La plaque ronde à J+21 : reconnaître l’érythème migrant
Le timing colle parfaitement avec ce que décrivent les médecins. Entre 3 et 30 jours, avec un délai médian d’environ 7 à 14 jours, une plaque rouge peut apparaître autour du point de piqûre si la bactérie Borrelia a été transmise. Trois semaines après l’incident, on est en plein dans la fenêtre typique.
Ce qui distingue cette plaque d’une simple réaction locale à la salive de la tique (qui, elle, s’estompe en un jour ou deux), c’est son comportement. Le terme « migrant » est révélateur : la lésion ne reste pas statique. Elle s’étend progressivement vers l’extérieur au fil des jours, formant parfois un aspect en cible avec un cercle plus clair au centre. Autre détail qui trompe beaucoup de monde : elle ne gratte quasiment jamais. Une lésion rouge qui démange fortement est plus évocatrice d’une allergie ou d’une mycose que d’un érythème migrant de Lyme. L’absence de prurit dans un contexte de piqûre de tique récente doit alerter.

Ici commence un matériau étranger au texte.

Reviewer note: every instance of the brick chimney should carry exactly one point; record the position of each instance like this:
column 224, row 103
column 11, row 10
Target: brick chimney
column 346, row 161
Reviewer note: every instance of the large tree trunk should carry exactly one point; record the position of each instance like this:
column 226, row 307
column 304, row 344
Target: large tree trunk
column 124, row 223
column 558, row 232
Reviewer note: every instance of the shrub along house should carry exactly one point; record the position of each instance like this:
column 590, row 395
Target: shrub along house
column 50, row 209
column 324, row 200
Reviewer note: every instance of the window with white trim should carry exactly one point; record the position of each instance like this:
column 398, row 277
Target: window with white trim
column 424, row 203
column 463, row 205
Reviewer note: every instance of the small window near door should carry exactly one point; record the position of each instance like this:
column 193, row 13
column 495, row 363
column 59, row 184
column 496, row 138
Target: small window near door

Cette absence de forme parfaite ne doit pas rassurer à tort. Selon Santé publique France, il survient dans 60 à 80 % des cas de Lyme confirmés, ce qui en fait la manifestation la plus fréquente et la plus évocatrice de la maladie, mais tout le monde ne fait pas ce lien immédiatement, surtout quand la tique a été retirée depuis longtemps et que le souvenir de la piqûre s’est un peu estompé. Sachez aussi qu’attendre une prise de sang n’a aucun intérêt à ce stade : l’érythème migrant se caractérise par une tâche rouge qui grandit le plus souvent, avec une forme de cible en double cercle concentrique. Tous les érythèmes migrants n’ont pas cette forme théorique caractéristique. Le diagnostic est clinique, à l’œil du médecin, pas biologique.

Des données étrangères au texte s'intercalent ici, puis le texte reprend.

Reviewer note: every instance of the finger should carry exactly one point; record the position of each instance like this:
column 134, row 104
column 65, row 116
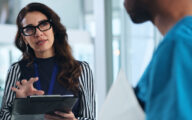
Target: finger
column 23, row 82
column 32, row 80
column 39, row 92
column 51, row 117
column 66, row 115
column 14, row 89
column 18, row 84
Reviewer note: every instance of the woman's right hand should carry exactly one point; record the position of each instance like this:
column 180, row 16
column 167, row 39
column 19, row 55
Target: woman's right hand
column 25, row 88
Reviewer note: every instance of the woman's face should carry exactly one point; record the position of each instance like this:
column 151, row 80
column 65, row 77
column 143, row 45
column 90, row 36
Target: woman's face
column 42, row 40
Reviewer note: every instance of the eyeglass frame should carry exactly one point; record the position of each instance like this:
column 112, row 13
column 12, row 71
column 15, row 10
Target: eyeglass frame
column 37, row 26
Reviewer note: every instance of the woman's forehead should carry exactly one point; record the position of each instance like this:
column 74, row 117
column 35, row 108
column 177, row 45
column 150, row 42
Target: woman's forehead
column 33, row 18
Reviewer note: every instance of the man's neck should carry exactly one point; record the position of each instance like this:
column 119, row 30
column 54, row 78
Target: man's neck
column 167, row 19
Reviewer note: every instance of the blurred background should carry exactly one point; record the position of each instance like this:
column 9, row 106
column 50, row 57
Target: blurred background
column 100, row 32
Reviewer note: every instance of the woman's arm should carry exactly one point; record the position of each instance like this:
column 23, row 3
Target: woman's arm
column 87, row 98
column 9, row 95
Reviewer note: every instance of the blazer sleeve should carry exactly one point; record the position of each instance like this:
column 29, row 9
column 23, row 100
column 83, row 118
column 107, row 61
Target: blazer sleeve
column 9, row 95
column 87, row 104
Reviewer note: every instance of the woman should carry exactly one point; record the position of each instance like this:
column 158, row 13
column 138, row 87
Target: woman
column 47, row 63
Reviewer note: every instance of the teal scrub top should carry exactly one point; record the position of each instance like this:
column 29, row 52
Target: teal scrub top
column 166, row 86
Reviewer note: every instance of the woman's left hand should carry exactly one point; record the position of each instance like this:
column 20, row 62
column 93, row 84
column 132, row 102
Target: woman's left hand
column 64, row 116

Le bon réflexe, pour la prochaine fois et pour maintenant
Face à une plaque ronde qui s’étend, un seul mot d’ordre : consulter, sans attendre une éventuelle sérologie. Le réflexe : consulter un médecin sans tarder, même si la plaque s’estompe, sa disparition ne veut pas dire guérison. Un traitement antibiotique bien conduit à ce stade précoce localisé règle la grande majorité des situations, alors qu’une infection non traitée peut évoluer vers des complications articulaires ou neurologiques bien plus embêtantes des mois plus tard.

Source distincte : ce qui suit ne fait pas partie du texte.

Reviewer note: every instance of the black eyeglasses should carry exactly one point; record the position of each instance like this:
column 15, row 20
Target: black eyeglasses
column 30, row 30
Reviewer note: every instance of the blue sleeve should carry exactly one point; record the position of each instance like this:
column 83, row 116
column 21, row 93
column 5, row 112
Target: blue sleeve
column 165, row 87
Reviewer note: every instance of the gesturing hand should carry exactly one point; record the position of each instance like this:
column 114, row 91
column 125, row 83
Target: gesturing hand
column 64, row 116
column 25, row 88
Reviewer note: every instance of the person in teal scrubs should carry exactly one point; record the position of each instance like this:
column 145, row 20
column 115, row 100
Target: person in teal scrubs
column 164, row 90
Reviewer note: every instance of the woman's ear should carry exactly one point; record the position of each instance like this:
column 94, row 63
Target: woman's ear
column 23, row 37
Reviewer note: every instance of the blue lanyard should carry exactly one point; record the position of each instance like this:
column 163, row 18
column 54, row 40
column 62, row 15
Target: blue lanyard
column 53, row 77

Pour la prochaine tique, et il y en aura une prochaine fois si vous crapahutez régulièrement le long des berges, dans les hautes herbes ou en lisière de forêt pour aller taquiner la truite, la méthode reste d’une simplicité déconcertante. Un tire-tique (cet outil en forme de petit levier, peu coûteux et qui tient dans n’importe quelle boîte à leurres), ou à défaut une pince fine désinfectée. On saisit la tique au ras de la peau, on tire doucement en tournant, sans écraser l’abdomen, sans rien verser dessus avant. Ensuite seulement, on désinfecte la zone à l’alcool ou avec un antiseptique classique, on se lave les mains, et on note la date sur son téléphone. Cette date compte : c’est elle qui permettra, trois semaines plus tard, de faire le lien entre une plaque suspecte et un souvenir qu’on aurait sinon vite oublié au bord de l’eau.
Un chiffre à garder en tête pour relativiser sans minimiser : en France, le nombre de cas de maladie de Lyme déclarés en 2020 se situait autour de 60 000, avec de fortes disparités régionales, l’Est et le Centre étant les zones les plus touchées. Les zones humides et boisées où l’on pêche font justement partie des habitats préférés des tiques, surtout aux beaux jours quand on transpire un peu en marchant le long des berges. Autant garder le réflexe de s’inspecter les jambes et les chevilles au retour de chaque session, tire-tique en poche plutôt que flasque d’alcool.